Obama’s only real choice was to find a middle ground. He tries to do so by offering entitlement cuts in exchange for tax increases on the wealthy. This was always going to be the general outline of a compromise; Obama’s task was offering specifics about how to reach it.
Piddling Amount
True, his quid pro quo is small beer: He proposes $1.8 trillion in deficit reduction for the next decade, much of which would just replace the $1.2 trillion in automatic spending cuts that took effect last month. And his entitlement cuts would reduce spending by only $830 billion over 10 years, a piddling amount considering that entitlements are now 60 percent of the federal budget and by 2023 will reach 64 percent — even with Obama’s trims.
For tax increases, Obama builds on January’s fiscal-cliff deal, which added $600 billion in new revenue over 10 years, mostly by raising rates on families earning more than $450,000 a year. Obama would raise taxes another $600 billion by limiting most itemized deductions for households in the upper tax brackets. He would impose a minimum 30 percent rate on households with annual earnings above $1 million, invoking the so-called Buffett rule.

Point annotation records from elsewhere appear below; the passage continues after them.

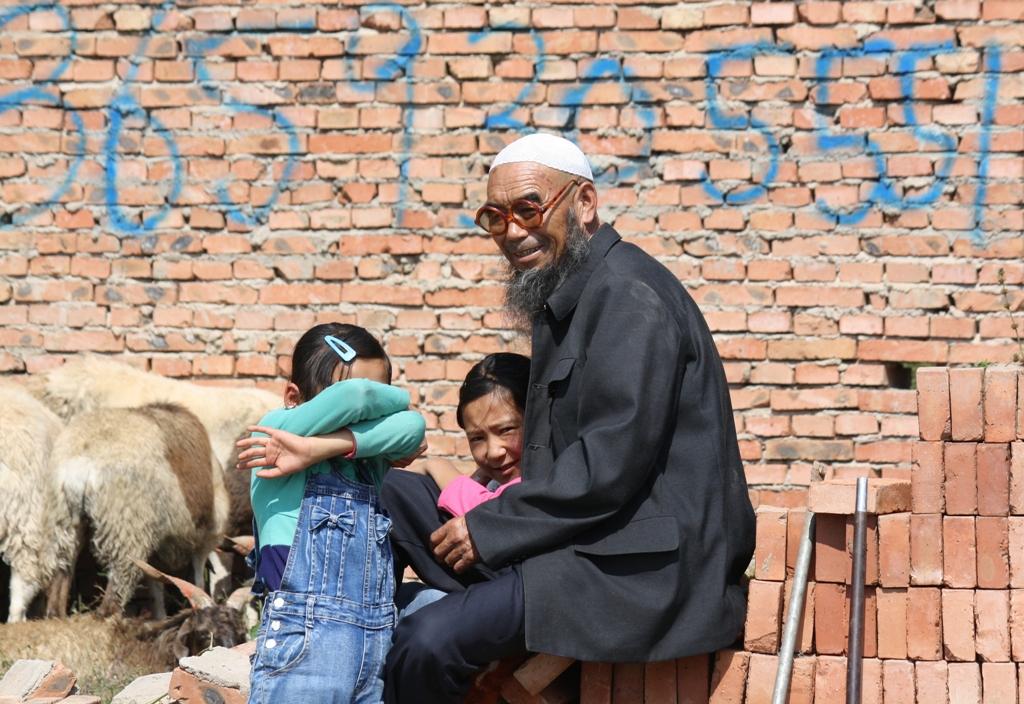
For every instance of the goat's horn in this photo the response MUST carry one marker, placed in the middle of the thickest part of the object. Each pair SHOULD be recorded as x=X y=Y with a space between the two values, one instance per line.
x=244 y=543
x=196 y=596
x=240 y=598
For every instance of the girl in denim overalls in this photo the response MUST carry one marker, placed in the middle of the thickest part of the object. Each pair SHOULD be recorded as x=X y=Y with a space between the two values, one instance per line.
x=323 y=556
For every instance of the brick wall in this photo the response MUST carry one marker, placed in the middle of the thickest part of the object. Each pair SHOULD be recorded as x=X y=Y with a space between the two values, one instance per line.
x=190 y=185
x=944 y=604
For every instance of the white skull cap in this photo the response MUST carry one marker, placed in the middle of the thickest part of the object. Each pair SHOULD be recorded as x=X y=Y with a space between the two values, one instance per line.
x=549 y=150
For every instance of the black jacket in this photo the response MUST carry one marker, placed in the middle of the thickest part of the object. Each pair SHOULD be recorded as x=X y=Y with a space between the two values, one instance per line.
x=632 y=522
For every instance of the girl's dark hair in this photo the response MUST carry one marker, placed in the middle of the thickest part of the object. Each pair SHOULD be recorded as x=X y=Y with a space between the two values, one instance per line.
x=313 y=361
x=504 y=372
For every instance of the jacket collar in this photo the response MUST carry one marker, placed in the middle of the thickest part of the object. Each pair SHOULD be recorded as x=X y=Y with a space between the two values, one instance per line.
x=567 y=295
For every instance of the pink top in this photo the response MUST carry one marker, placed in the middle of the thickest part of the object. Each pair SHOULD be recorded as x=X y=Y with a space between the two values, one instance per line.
x=463 y=493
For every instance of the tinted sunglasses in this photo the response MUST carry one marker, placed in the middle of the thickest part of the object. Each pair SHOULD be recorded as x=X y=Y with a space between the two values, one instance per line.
x=526 y=214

To conservatives, this is heresy. Yet it will undoubtedly be helpful in winning over Democrats who are chapped about the entitlement changes the president suggests.
And that’s where the president was bold. Seniors would see a less generous inflation adjustment to their monthly Social Security checks — which is, let’s face it, a benefit cut. Although Obama has privately offered this concession before, he hadn’t formally done so.
To some liberal lawmakers, this makes Obama a traitor to the cause. They went to the White House this week to protest, arguing that Obama shouldn’t trim benefits while most families have yet to recover from the recession. These demonstrations, too, can be helpful as Obama tries to convince rank-and-file Republicans — including the dozen senators with whom he’ll dine tonight — that he’s willing to compromise.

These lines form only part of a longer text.